The standard, so to speak, interpretation of the demise of the Weekly Standard is that it is symbolic of the fate of non-Trumpian conservatism. There is something to this analysis, but it is too neat by half.
The Standard did not shutter its doors on Friday because it was rejected in the marketplace of ideas. Like most publications, it had lost print circulation in recent years but gained online readership. It did not make a penny of profit, but then magazines of ideas seldom do. They depend on wealthy patrons who will subsidize the losses to promote their worldview — and themselves.
From its founding in 1995 until 2009, the Weekly Standard’s owner was Rupert Murdoch. But after buying the Wall Street Journal in 2007, Murdoch presumably saw no need for a small magazine to exert influence in Washington, so he sold it to another conservative billionaire — Philip Anschutz of Denver.

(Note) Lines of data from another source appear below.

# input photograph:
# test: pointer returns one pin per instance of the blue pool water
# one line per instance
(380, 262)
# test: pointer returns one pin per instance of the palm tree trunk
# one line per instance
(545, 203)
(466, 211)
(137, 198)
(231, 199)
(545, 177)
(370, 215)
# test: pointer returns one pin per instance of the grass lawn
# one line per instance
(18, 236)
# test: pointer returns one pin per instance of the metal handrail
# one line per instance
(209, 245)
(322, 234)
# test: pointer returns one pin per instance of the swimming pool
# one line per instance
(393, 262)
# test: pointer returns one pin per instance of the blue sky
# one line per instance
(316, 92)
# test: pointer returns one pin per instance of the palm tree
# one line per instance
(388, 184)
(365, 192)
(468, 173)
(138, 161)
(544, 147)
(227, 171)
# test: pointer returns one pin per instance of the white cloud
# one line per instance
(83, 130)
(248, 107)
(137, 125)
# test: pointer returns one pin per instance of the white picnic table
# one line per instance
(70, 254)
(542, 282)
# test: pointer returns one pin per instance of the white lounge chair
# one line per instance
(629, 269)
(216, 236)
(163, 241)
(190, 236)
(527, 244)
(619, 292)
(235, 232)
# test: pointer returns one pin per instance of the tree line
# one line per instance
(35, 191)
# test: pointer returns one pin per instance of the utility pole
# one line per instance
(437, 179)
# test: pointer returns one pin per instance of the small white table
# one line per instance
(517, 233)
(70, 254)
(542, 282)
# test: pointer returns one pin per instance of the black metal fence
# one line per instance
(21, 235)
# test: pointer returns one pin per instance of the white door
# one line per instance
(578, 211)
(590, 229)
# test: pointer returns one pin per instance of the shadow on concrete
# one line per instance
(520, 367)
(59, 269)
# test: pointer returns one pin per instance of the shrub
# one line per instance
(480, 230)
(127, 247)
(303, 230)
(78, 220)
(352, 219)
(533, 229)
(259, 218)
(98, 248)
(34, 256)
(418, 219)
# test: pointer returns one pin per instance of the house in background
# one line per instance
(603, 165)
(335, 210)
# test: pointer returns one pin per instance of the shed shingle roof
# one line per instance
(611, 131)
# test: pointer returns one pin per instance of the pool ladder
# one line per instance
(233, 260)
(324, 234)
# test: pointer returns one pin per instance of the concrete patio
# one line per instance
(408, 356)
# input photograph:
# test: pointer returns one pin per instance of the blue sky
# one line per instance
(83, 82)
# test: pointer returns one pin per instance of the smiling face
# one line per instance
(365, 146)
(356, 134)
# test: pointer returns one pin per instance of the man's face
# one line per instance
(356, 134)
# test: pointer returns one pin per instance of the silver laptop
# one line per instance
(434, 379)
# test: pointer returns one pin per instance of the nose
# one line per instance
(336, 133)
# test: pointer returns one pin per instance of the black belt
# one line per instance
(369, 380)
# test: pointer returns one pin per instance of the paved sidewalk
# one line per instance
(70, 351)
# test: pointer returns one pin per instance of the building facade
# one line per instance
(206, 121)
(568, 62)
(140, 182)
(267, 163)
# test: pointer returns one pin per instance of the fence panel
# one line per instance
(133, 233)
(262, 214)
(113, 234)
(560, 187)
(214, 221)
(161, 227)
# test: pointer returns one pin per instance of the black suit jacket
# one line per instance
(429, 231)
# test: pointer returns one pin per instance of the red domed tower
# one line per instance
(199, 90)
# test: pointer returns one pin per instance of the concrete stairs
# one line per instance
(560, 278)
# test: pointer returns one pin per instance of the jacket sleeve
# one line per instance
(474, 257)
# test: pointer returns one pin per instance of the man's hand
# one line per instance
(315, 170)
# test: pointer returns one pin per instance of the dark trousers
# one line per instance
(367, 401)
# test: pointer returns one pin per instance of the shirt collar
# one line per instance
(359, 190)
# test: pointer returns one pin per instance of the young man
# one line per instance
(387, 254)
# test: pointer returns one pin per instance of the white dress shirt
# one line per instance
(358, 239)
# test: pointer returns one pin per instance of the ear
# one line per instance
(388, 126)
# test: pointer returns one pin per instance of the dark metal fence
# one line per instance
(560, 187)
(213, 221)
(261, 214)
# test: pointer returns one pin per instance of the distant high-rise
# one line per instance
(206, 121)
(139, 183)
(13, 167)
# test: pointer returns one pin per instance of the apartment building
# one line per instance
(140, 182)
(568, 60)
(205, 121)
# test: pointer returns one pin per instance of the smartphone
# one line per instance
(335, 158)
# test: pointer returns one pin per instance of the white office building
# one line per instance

Anschutz had already created a conservative newspaper known as the Washington Examiner. So now he and Ryan McKibben, the chief executive of Anschutz's Clarity Media Group, want to focus their resources on taking the Examiner national instead of supporting the Weekly Standard. The Examiner is friendlier to President Donald Trump than is the Standard, so it's easier to explain to their Republican friends. But it is not clear to what extent that factored into their decision. John Podhoretz, one of the magazine's co-founders, tweeted: "It actually wasn't about Trump, or only about Trump on the margins. This was far more in the nature of a weird personal vendetta."
There's nothing unusual about a rich owner losing interest in one of his playthings. What makes this case more tragic and infuriating is that Anschutz and McKibben refused entreaties from the Weekly Standard's editor, Stephen Hayes, to sell the magazine. Rather than allow the magazine to live under new ownership, Anschutz and McKibben murdered it to harvest its subscriber list for the Examiner. So a talented staff of journalists is being thrown out of work just before Christmas in an act that is equal parts destructive, stupid and cruel.
The Standardites hope to reopen under a new name and with a new owner. Whether that happens, the Weekly Standard is no more, and it is appropriate to mourn its passing even while hoping for a rebirth. The Weekly Standard was, of course, a conservative magazine, but it is quite possible not to agree with some or even much of what it stood for while still appreciating its feisty editorials, fine reporting, elegant writing, witty satires, and a “back of the book” that offered serious book reviews, unpretentious film reviews, and cultural commentary from the likes of Podhoretz and Joseph Epstein. An awful lot of talented journalists have written for the Standard over the years, including Fred Barnes, David Brooks, Andy Ferguson, Matt Labash, Charles Krauthammer, David Frum, P.J. O’Rourke — and even Tucker Carlson in his pre-demagogic days.
As a contributing editor (an honorific with no duties or pay), I was a very small part of the operation. I published my first article in the Standard in March 1999 (a review of two books on the U.S. military interventions in Haiti and Somalia), and my last in August 2017 (a criticism of Trump for not labeling the Charlottesville, Virginia, attack an act of terrorism). There were many articles in between. The most notorious was undoubtedly “The Case for American Empire,” published a month after the Sept. 11 terrorist attacks, which called on the United States not simply to topple noxious regimes in Kabul and Baghdad, but to build better governments in their place. (I have since recanted my support for the war in Iraq — but not in Afghanistan.)
Many of my contributions were reviews of works of political or military history. Many others were travelogues reporting from numerous countries including Iraq, Afghanistan, Israel, Lebanon, the Philippines, Tunisia, Colombia and Japan. By 2006, I was in despair about the security situation in Iraq — and then in 2007 and 2008 I wrote articles chronicling the unexpected success of “the surge.” But I was also able to write about lighter fare, including my appreciation for football coach Bill Walsh and historian Daniel Boorstin. In a 2005 article, I celebrated my ability to receive DVDs from Netflix in the mail — much easier, I wrote, than visiting a Blockbuster. (If you’re under 30, ask an old-timer to explain.)
The Weekly Standard was run for most of its history by Bill Kristol — a good friend who is gifted with an ironic disposition and a cheerful temperament. While he is a well-known conservative, Kristol is hardly doctrinaire. He opened the Standard to all sorts of viewpoints — many of them entirely apolitical — and then led it into fierce, principled opposition when Trump seized control of the right. I devoutly hope a new Standard will arise to lead the Republican Party out of the moral and political oblivion to which the president is consigning it.